Whiskey Tango Foxtrot – 7.5

It’s rather gutsy to make a romantic comedy about the war in Afghanistan – what with all those people dying, not to mention the overlying issue of what our army is doing there in the first place – but Tina Fey handled that challenge admirably. What she didn’t do was convince anyone she was a war correspondent; she was Tina Fey, which was fun to watch, as usual, but made it hard to take anything seriously. Arguably, that was the point – no Zero Dark Thirty here – but you got the sense that this was supposed to be more than a series of skits. Billy Bob Thornton was excellent: he made me proud of the Marines and, while not justifying our presence in Afghanistan, made it seem relatively innocuous.

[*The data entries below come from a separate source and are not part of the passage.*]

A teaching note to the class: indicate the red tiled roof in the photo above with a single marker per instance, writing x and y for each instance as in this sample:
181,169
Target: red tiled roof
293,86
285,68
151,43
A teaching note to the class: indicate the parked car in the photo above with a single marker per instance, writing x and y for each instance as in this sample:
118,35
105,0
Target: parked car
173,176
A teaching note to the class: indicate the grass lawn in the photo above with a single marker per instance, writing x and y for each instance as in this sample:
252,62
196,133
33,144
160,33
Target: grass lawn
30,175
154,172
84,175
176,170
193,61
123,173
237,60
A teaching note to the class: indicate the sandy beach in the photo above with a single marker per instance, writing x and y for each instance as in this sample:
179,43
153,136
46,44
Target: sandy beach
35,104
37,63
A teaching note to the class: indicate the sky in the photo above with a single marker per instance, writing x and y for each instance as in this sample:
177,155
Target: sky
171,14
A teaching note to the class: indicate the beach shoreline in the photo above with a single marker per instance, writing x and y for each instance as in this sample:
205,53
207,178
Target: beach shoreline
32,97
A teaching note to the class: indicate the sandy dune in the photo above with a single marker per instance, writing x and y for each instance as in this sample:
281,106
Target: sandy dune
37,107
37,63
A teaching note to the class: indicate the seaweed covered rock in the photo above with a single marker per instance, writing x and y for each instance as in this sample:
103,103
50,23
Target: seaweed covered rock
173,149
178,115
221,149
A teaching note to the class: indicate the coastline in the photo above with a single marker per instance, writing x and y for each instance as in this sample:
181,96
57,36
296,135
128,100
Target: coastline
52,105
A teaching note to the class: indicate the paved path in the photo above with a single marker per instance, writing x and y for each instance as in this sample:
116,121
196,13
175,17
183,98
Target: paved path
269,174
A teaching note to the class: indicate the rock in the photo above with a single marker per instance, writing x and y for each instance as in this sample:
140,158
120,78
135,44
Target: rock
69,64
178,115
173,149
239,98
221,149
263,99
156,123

One last note: there was no particular justification for the movie’s title, which was recently used, similarly without justification, on one of the better books I’ve read.

10 Cloverfield Lane – 6

John Goodman is never uninteresting, and his turn as a survivalist looney was suitably convincing – and well matched against Mary Elizabeth Winstead’s hostage.  Maybe there was nothing terribly important or riveting at stake, but the players kept me engaged. When actual stakes were revealed at the end, a new light was cast on all that had gone before – but not much illumination.

Embrace of the Serpent – 3

Long, boring and if there was a point, I missed it. Heart of Darkness meets Ramar of the Jungle is not a winning recipe, especially when the white-man leads are unattractive and delusional. The natives were more noble but not noticeably attached to any universe I recognized. At least I learned that the Amazon, or at least a tributary thereof, runs through Colombia.